Then, as an afterthought:
Thanks.
CHAPTER FIVE
Three days after landing
BOX UPON BOX upon box. Here in this unassuming storage container in Bankstown is all that remains of my Old Life. I stand on the precipice looking in—as though there’s danger within, as though I’ll have to slay a dragon if I move any further.
The dragon—if in evidence—has been here for a long time, since I locked the sliding door eight years ago and haven’t been back since. Even when Dad died I stayed away. It was all too much, too hard. I was too angry and I knew that wasn’t appropriate. Grief was called for, but I’d grieved already. His death was a mere formality; he’d cast the die a long time ago, positioning himself for a state of decline that nobody could drag him from.
I shake my head, fully aware of the damage these thoughts can do, and pull my scarf more tightly around my neck, buttoning up my jacket as though it’s some kind of shield, before moving into the small space. There’s a light to my right. I turn it on, sneeze a couple of times as my nose adjusts to the dust, then stand still, right in the middle of the remnants of who I used to be. Boxes to the right are easy—clothes. They can go to a charity shop. I don’t think I’d fit into any of the things I wore as a teenager, nor do I think I’d still like them.
Schoolbooks are beneath them. I run a finger over the corrugated cardboard, then move deeper. A small grey box brings back a rush of familiarity. I pull it from where it sits, wedged between a shelf and another box, and liberate the lid.
My breath catches. My fingers fumble. I pull the photos out, a visceral ache spreading through me.
Dad.
His eyes look back at me, so alive, so bright, it’s impossible not to remember every detail of the day I took this photo. It was morning—he was always at his best in the mornings. We’d had our first rain of the wet season, but the storm had begun to clear overnight.
‘Come on, kiddo. Let’s go see if there are any frogs about.’
I was no longer a ‘kiddo’ but the name had stuck. Or perhaps he simply hadn’t realised that I was growing up. Eighteen and convinced I was on the precipice of serious maturity.
I’d been waiting to tell him. About Dave, about the baby we’d conceived, about the fact we’d decided to get married and rent a little house together on the outskirts of town.
But the morning had been so perfect, and perfect mornings with Dad were so rare. I hadn’t wanted to ruin it.
I took the photo spontaneously. I always had my camera with me back then. I made a joke and he laughed and, before he could realise what I was doing, I opened the shutter and snapped this picture.
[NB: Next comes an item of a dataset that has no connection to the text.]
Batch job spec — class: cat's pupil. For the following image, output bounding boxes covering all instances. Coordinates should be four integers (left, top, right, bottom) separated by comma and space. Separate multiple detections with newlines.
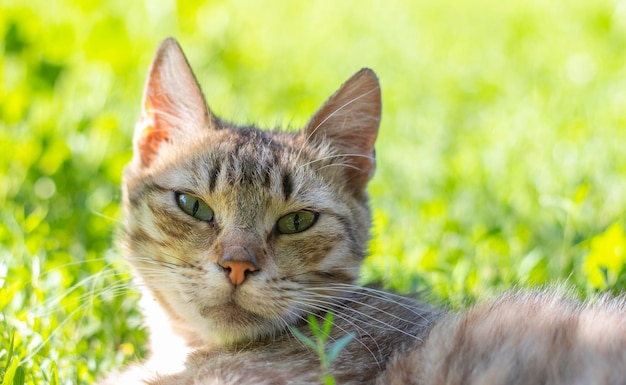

I run my finger over the edge now, slowly, reverently, wondering how many photos you could take of someone to reconstruct them completely? I feel as though, in this photo, he’s so very real, I can almost hear his laugh reverberating across the fabric of time.
I place the picture on top of a different cardboard box and keep sifting through the images. I was in a black and white phase—moody, angsty teen pictures, clearly the work of someone who loved listening to Hole and Marilyn Manson. I shake my head, a wry smile touching my lips.
Photos of Sundown Creek knot my stomach with nostalgia. I sit cross-legged on the cold concrete floor of the storage shed, not really feeling the iciness. I’m not here in Bankstown; I’m back in the town where I grew up. I can hear the birds flying over the creek, the low hum of farm machinery, the distant whirring of the mysterious airplanes that used to fly overhead, gracefully bringing themselves down over Sydney.
Dave.
I find his photo right at the bottom. Dave, with his shaggy blond hair and freckles across his nose, aviator sunglasses and the air of someone who was older than his years. As a high school kid he looked more like a uni student, and he acted like it too. He was the first one of his year level to get a driver’s licence, first one to get a car.
I was so impressed by him. I place the photo with the one of Dad, and then add one of our old home too, but there’s a heaviness within me as I do that. Because home is still there. Dad’s gone. Dave’s gone. Our baby’s gone, but the home is there and sooner or later I’m going to have to face the music and go back—even if just to clean it out and get it ready to sell.
My throat knots at the thought of that. I haven’t been back since that weekend.
Of their own accord, my eyes shift sideways.
Don’t Open
Dramatic nineteen-year-old me scrawled the warning to my future self, as if knowing that the loss would never get easier. The little bags of baby clothes, perfectly clean, ready for our child, were all there, waiting to be filled out with chubby arms and legs. But they never had.
I couldn’t bear the idea of donating them, even though I should have. Good clothes like that needn’t have gone to waste. But they belonged to our baby and it seemed to me that if we couldn’t give him life we could at least honour his death and keep something—some tangible proof of his existence, even when everyone else, even when time itself, moved on.
I stand up, wiping my hands on my thighs, and get to cataloguing the rest of my stuff. If I’m going to stay in Sydney I need to know what’s here. Most of it will go. Not all.
Apparently twenty-seven-year-old me is no more inclined to part with the clothes our baby would have worn, had he lived, than nineteen-year-old me was.
The photos, my old film cameras and film, that will stay with me too.